Dr. Peter Croucher outlined bisphosphonates and the bone marrow microenvironment. Managing bone disease is necessary for MM patients. To date, only bisphosphonates are used to treat bone disease in MM patients. Research in animal models of bone disease shows differences between the various bisphosphonate agents. Pamidronate and zoledronate improve survival in a myeloma model; ibandronate has no effect on survival in the same model. Croucher and colleagues suggest that treatment with bisphosphonates may have an anti-myeloma effect that may be mediated in part by inhibiting bone resorption.Dr. Joshua Epstein focused on the mouse model in tumor microenvironment. As a patient progresses from MGUS to symptomatic myeloma, the rate of their bone turnover changes.

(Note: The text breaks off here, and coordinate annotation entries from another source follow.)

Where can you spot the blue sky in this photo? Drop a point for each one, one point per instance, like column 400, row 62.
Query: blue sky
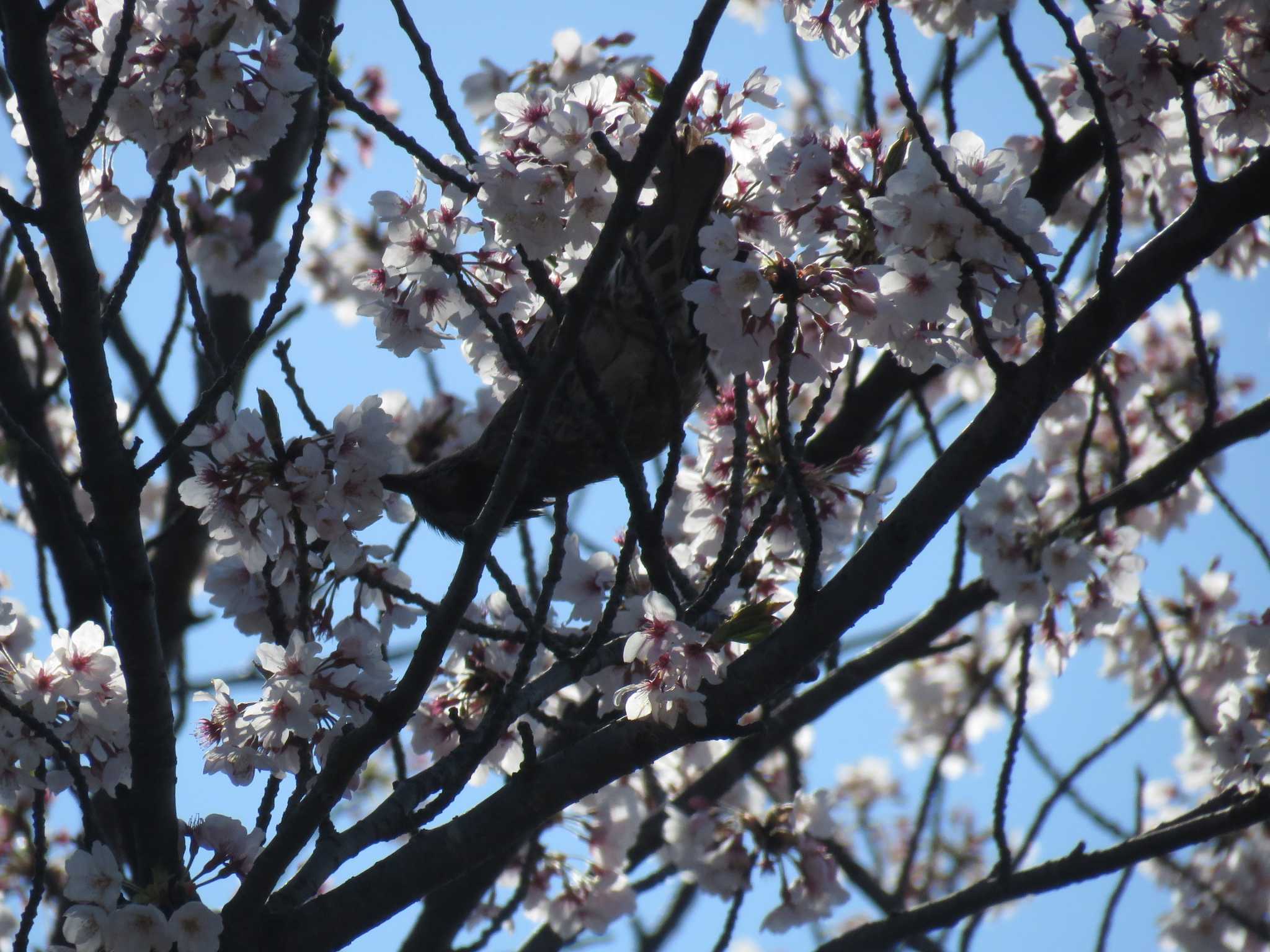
column 342, row 366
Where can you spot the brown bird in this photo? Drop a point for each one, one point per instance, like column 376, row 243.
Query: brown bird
column 621, row 342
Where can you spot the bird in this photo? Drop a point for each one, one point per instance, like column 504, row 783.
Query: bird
column 621, row 342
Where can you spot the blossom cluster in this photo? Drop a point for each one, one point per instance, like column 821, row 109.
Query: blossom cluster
column 76, row 694
column 291, row 507
column 98, row 920
column 211, row 82
column 305, row 702
column 1148, row 59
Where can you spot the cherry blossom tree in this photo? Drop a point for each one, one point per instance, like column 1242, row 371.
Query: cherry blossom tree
column 868, row 327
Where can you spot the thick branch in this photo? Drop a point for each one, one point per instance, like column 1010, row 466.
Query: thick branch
column 109, row 474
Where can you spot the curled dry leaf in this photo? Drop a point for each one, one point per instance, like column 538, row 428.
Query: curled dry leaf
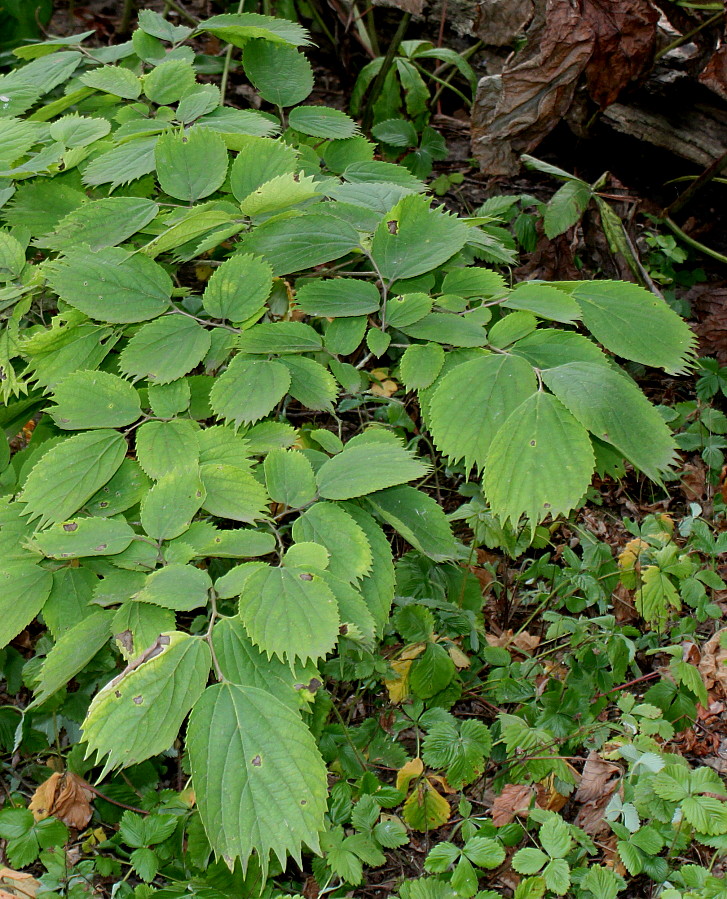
column 66, row 797
column 514, row 800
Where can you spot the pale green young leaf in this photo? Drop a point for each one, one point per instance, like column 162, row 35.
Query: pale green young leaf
column 289, row 478
column 165, row 349
column 366, row 468
column 178, row 587
column 260, row 785
column 138, row 714
column 110, row 286
column 418, row 518
column 232, row 493
column 94, row 399
column 249, row 389
column 172, row 502
column 493, row 385
column 192, row 165
column 73, row 651
column 613, row 408
column 238, row 289
column 335, row 529
column 414, row 239
column 25, row 588
column 113, row 80
column 289, row 613
column 634, row 323
column 281, row 74
column 163, row 446
column 69, row 474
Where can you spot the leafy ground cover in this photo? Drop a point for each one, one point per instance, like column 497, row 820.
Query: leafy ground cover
column 305, row 589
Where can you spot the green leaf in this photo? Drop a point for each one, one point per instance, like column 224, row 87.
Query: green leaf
column 367, row 467
column 178, row 587
column 613, row 408
column 634, row 323
column 84, row 537
column 336, row 530
column 249, row 389
column 281, row 74
column 232, row 493
column 165, row 349
column 169, row 81
column 25, row 588
column 74, row 650
column 418, row 518
column 494, row 385
column 260, row 786
column 162, row 446
column 113, row 80
column 138, row 714
column 289, row 478
column 566, row 207
column 94, row 399
column 295, row 242
column 413, row 239
column 192, row 165
column 69, row 474
column 322, row 121
column 238, row 289
column 336, row 297
column 540, row 462
column 111, row 286
column 289, row 613
column 172, row 502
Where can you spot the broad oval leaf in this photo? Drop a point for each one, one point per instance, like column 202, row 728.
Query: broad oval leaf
column 259, row 779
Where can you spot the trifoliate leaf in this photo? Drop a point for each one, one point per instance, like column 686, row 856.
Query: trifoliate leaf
column 94, row 399
column 249, row 389
column 192, row 165
column 413, row 238
column 139, row 713
column 69, row 474
column 260, row 787
column 281, row 74
column 472, row 401
column 613, row 408
column 238, row 289
column 110, row 286
column 165, row 349
column 540, row 462
column 289, row 613
column 634, row 323
column 366, row 468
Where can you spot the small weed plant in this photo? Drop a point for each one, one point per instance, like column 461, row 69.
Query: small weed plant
column 221, row 518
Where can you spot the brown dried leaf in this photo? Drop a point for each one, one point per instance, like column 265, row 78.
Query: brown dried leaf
column 66, row 797
column 514, row 800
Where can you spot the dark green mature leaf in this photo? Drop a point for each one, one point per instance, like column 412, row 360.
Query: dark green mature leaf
column 540, row 462
column 613, row 408
column 290, row 613
column 69, row 474
column 192, row 165
column 367, row 467
column 414, row 239
column 259, row 779
column 139, row 713
column 634, row 323
column 282, row 75
column 94, row 399
column 494, row 386
column 110, row 286
column 165, row 349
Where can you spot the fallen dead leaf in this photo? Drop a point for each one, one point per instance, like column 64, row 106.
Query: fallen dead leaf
column 514, row 800
column 66, row 797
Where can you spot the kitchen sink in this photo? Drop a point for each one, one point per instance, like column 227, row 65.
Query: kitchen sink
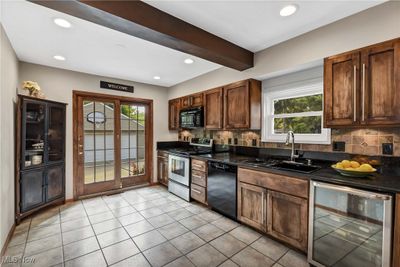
column 294, row 166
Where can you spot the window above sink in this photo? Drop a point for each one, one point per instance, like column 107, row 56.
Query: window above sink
column 294, row 106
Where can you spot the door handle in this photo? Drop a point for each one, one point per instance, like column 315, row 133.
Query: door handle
column 363, row 93
column 355, row 93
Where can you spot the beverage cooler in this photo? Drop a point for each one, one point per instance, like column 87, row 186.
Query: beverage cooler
column 349, row 227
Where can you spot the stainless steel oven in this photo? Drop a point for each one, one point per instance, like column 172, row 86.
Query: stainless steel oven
column 349, row 227
column 179, row 176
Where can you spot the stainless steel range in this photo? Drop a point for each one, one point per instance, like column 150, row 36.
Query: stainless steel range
column 179, row 166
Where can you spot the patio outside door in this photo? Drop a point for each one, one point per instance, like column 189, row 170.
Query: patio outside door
column 111, row 143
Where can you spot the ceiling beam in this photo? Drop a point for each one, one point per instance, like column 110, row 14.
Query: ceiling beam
column 141, row 20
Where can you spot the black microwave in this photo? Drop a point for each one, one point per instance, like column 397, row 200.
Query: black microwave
column 191, row 118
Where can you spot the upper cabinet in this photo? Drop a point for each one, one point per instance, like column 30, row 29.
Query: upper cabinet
column 213, row 108
column 173, row 114
column 242, row 105
column 380, row 84
column 361, row 88
column 192, row 101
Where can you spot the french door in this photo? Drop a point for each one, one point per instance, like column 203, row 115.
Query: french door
column 112, row 143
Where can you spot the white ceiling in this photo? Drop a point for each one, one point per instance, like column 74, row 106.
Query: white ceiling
column 256, row 25
column 94, row 49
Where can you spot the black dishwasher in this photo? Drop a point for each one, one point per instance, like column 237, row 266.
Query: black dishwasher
column 221, row 188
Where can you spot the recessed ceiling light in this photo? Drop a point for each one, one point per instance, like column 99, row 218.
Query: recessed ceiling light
column 62, row 23
column 288, row 10
column 58, row 57
column 188, row 61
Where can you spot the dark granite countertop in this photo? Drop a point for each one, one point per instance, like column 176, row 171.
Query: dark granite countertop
column 385, row 180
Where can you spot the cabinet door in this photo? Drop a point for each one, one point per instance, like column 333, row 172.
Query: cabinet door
column 174, row 108
column 32, row 188
column 185, row 102
column 196, row 100
column 33, row 134
column 213, row 108
column 55, row 133
column 341, row 90
column 236, row 101
column 55, row 182
column 252, row 205
column 287, row 219
column 380, row 84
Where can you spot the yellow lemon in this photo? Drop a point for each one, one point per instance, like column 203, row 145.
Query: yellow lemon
column 346, row 163
column 354, row 164
column 339, row 166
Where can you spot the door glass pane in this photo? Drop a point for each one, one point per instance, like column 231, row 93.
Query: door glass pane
column 35, row 134
column 98, row 141
column 55, row 134
column 132, row 140
column 348, row 229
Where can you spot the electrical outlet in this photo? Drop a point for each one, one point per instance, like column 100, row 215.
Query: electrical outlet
column 339, row 146
column 387, row 148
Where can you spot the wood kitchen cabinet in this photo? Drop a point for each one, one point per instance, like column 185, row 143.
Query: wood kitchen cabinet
column 198, row 189
column 213, row 108
column 275, row 204
column 287, row 219
column 380, row 84
column 252, row 204
column 361, row 87
column 162, row 167
column 242, row 105
column 192, row 101
column 173, row 113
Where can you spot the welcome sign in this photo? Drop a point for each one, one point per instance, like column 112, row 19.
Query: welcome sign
column 116, row 86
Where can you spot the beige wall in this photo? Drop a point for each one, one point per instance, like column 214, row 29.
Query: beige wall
column 8, row 82
column 58, row 84
column 371, row 26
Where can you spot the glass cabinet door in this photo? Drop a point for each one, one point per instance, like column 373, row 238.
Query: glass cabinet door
column 55, row 133
column 34, row 134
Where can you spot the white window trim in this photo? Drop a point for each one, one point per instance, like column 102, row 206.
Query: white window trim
column 269, row 96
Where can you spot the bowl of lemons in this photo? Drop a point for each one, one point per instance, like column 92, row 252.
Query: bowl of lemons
column 353, row 168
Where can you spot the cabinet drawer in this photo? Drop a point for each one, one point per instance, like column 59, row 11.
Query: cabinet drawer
column 198, row 193
column 280, row 183
column 199, row 178
column 199, row 165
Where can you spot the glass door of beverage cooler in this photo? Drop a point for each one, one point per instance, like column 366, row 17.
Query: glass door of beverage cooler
column 349, row 227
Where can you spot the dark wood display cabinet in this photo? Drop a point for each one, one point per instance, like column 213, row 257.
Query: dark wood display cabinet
column 40, row 165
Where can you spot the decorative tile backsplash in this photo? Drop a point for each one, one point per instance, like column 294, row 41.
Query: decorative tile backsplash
column 357, row 141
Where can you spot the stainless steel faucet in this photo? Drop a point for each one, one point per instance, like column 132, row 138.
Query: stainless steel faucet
column 293, row 157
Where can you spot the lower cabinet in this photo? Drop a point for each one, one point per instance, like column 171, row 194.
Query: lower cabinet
column 162, row 168
column 287, row 219
column 32, row 189
column 252, row 203
column 55, row 182
column 270, row 203
column 41, row 186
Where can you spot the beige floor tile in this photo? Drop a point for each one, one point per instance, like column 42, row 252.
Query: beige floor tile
column 187, row 242
column 92, row 259
column 161, row 254
column 228, row 245
column 120, row 251
column 80, row 248
column 250, row 257
column 213, row 258
column 149, row 240
column 114, row 236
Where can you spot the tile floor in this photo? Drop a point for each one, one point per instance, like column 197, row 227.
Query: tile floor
column 142, row 227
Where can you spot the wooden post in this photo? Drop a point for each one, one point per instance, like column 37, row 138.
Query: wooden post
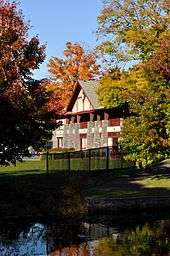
column 69, row 163
column 107, row 158
column 47, row 163
column 89, row 159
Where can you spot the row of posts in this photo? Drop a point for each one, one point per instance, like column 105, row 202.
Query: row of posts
column 69, row 160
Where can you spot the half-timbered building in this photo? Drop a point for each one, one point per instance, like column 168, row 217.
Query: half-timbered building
column 86, row 124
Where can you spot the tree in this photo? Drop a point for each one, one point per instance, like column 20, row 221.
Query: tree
column 146, row 130
column 132, row 29
column 139, row 30
column 25, row 119
column 76, row 65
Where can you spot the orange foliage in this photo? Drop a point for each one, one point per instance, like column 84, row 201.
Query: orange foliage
column 76, row 65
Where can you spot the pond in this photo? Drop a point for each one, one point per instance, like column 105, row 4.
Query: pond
column 147, row 233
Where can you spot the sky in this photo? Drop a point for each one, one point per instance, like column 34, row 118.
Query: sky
column 59, row 21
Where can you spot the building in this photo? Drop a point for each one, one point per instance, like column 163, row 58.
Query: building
column 86, row 124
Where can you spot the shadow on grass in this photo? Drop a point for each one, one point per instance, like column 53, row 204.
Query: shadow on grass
column 63, row 193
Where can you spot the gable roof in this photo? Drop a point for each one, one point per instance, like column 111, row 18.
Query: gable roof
column 90, row 90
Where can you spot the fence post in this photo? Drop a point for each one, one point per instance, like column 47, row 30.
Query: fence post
column 89, row 159
column 69, row 164
column 107, row 158
column 47, row 163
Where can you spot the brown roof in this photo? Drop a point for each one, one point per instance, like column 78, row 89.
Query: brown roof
column 90, row 90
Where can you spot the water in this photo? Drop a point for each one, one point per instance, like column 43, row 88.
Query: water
column 142, row 234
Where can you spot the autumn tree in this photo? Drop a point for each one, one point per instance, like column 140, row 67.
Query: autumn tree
column 25, row 119
column 146, row 86
column 131, row 30
column 65, row 72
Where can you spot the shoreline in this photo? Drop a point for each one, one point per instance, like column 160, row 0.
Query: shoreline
column 119, row 205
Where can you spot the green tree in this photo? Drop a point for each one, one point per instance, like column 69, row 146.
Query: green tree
column 132, row 29
column 25, row 119
column 139, row 31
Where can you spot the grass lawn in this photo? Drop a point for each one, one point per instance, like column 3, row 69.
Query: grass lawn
column 26, row 187
column 31, row 166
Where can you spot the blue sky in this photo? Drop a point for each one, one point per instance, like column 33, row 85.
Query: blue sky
column 59, row 21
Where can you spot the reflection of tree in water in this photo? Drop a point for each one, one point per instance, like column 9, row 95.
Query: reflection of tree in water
column 30, row 239
column 147, row 240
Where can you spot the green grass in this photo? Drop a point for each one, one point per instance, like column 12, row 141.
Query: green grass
column 23, row 167
column 36, row 190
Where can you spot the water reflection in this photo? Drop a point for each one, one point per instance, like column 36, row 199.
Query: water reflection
column 96, row 237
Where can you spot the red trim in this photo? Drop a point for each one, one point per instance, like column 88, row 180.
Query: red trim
column 80, row 113
column 83, row 125
column 114, row 122
column 113, row 134
column 83, row 136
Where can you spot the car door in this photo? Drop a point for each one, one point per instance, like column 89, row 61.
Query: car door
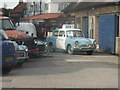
column 61, row 40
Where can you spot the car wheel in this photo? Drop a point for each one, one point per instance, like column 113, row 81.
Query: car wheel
column 6, row 70
column 89, row 52
column 69, row 50
column 51, row 48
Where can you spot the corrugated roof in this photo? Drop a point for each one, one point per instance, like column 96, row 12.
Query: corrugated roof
column 85, row 5
column 44, row 16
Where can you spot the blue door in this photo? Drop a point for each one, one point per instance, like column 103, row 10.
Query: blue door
column 107, row 29
column 86, row 27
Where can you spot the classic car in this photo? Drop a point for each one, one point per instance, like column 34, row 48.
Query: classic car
column 19, row 36
column 7, row 53
column 70, row 39
column 22, row 55
column 27, row 27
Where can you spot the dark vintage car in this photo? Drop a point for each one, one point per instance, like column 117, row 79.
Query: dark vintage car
column 7, row 53
column 21, row 37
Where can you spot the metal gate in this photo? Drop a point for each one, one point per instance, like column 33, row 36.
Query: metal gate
column 107, row 29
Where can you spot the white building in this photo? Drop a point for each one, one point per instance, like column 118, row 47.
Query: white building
column 35, row 7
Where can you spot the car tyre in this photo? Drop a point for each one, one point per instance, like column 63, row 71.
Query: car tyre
column 69, row 50
column 89, row 52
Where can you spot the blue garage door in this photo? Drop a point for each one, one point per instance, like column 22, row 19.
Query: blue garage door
column 86, row 27
column 107, row 28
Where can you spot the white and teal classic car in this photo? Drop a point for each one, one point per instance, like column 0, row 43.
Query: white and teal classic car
column 70, row 39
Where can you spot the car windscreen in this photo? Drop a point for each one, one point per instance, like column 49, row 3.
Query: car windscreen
column 6, row 24
column 3, row 35
column 74, row 33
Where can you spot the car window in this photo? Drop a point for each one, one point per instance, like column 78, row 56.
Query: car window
column 62, row 33
column 55, row 33
column 6, row 24
column 74, row 33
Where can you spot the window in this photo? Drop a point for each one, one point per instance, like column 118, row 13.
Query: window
column 55, row 33
column 62, row 33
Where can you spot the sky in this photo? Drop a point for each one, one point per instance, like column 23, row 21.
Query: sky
column 10, row 4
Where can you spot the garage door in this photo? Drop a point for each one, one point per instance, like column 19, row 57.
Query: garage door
column 107, row 29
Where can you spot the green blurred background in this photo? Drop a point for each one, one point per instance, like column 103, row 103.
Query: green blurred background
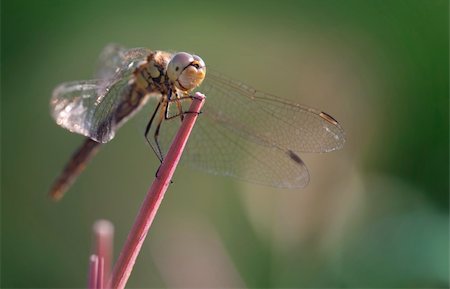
column 374, row 215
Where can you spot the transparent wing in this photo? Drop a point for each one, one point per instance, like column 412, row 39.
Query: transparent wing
column 75, row 106
column 115, row 59
column 255, row 136
column 88, row 107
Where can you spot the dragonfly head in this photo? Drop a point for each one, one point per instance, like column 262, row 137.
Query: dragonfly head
column 186, row 71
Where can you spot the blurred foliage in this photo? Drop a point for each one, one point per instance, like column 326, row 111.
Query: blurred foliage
column 375, row 213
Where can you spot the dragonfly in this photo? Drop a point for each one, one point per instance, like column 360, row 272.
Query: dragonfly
column 243, row 132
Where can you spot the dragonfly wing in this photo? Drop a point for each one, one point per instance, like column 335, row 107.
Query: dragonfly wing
column 88, row 107
column 268, row 119
column 71, row 103
column 115, row 58
column 78, row 107
column 255, row 136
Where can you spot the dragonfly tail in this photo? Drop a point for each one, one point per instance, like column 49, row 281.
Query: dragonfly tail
column 74, row 168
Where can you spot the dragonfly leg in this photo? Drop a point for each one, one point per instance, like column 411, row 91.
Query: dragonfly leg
column 156, row 135
column 147, row 130
column 180, row 113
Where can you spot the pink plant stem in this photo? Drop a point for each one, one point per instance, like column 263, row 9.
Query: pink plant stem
column 103, row 247
column 93, row 272
column 130, row 251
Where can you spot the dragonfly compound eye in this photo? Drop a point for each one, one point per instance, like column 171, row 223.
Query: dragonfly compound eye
column 186, row 71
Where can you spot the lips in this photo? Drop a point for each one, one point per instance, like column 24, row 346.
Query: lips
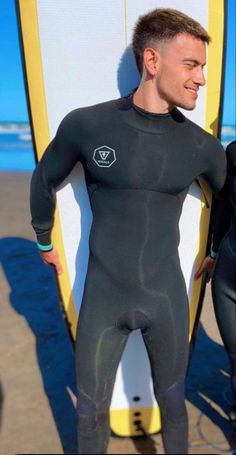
column 193, row 92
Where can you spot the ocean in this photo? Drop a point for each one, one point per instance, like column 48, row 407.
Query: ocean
column 16, row 149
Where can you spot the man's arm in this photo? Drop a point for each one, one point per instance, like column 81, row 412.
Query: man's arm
column 221, row 222
column 55, row 165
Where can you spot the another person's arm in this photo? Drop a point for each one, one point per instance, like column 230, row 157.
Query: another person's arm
column 221, row 222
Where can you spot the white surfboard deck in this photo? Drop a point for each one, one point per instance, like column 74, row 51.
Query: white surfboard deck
column 77, row 53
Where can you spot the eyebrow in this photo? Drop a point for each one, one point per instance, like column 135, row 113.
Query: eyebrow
column 194, row 61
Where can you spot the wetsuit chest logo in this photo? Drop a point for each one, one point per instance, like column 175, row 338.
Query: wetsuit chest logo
column 104, row 156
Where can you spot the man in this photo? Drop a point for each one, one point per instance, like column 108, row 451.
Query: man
column 137, row 183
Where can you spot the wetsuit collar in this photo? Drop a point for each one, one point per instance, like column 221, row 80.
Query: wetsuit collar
column 148, row 121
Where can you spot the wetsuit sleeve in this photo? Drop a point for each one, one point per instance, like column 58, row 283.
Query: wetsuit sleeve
column 57, row 162
column 222, row 208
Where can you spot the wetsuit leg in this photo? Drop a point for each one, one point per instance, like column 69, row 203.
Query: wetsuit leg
column 167, row 344
column 224, row 300
column 99, row 346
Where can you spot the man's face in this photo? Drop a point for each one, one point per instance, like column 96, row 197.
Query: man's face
column 180, row 71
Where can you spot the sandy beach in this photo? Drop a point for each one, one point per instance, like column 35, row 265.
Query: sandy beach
column 37, row 378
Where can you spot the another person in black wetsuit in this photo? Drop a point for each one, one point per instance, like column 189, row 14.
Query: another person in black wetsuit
column 220, row 265
column 140, row 154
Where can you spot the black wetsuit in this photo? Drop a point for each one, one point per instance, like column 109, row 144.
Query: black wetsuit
column 224, row 279
column 138, row 168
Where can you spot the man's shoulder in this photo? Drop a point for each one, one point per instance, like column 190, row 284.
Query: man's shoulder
column 206, row 138
column 92, row 111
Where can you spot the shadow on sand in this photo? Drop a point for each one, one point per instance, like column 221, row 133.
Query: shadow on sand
column 34, row 295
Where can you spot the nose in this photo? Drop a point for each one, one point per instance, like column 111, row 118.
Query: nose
column 199, row 77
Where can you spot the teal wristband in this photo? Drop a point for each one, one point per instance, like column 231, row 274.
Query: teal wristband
column 213, row 254
column 45, row 247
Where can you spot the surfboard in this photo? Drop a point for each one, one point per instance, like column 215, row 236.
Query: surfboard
column 77, row 53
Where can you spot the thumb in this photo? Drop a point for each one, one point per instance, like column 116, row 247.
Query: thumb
column 59, row 268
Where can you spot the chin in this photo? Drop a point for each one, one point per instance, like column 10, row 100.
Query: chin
column 187, row 107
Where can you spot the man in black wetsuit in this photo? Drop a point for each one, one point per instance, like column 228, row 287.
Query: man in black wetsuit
column 140, row 155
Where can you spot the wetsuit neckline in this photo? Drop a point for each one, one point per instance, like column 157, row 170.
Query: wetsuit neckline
column 146, row 121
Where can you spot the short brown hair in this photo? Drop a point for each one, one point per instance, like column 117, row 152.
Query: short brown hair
column 163, row 24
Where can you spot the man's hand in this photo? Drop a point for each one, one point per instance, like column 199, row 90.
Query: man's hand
column 52, row 258
column 207, row 267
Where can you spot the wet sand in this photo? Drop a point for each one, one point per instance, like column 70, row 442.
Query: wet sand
column 37, row 380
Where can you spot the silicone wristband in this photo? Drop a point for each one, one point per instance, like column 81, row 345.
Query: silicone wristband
column 213, row 254
column 45, row 247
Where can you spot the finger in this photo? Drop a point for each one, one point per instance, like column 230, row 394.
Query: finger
column 59, row 268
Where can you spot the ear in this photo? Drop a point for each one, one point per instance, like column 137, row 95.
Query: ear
column 150, row 60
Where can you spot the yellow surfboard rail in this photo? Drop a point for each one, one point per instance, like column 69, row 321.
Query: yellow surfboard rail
column 123, row 422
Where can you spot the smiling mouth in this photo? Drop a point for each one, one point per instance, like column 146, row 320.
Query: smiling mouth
column 193, row 92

Epstein and associates looked at whether changes in the bone marrow were related to their disease (myeloma) and whether the changes were necessary for the survival of myeloma cells. Osteoclasts (cells that break down bone tissue) support myeloma cell survival and proliferation. Osteoblasts (cells that build bone tissue) have a more complex relationship with myeloma cells, supporting or killing the myeloma cells depending on conditions. Epstein and colleagues note a 20% to 30% decrease in tumor burden being associated with an increase in bone density. They continue to investigate the relationships between myeloma cells and bone tissue.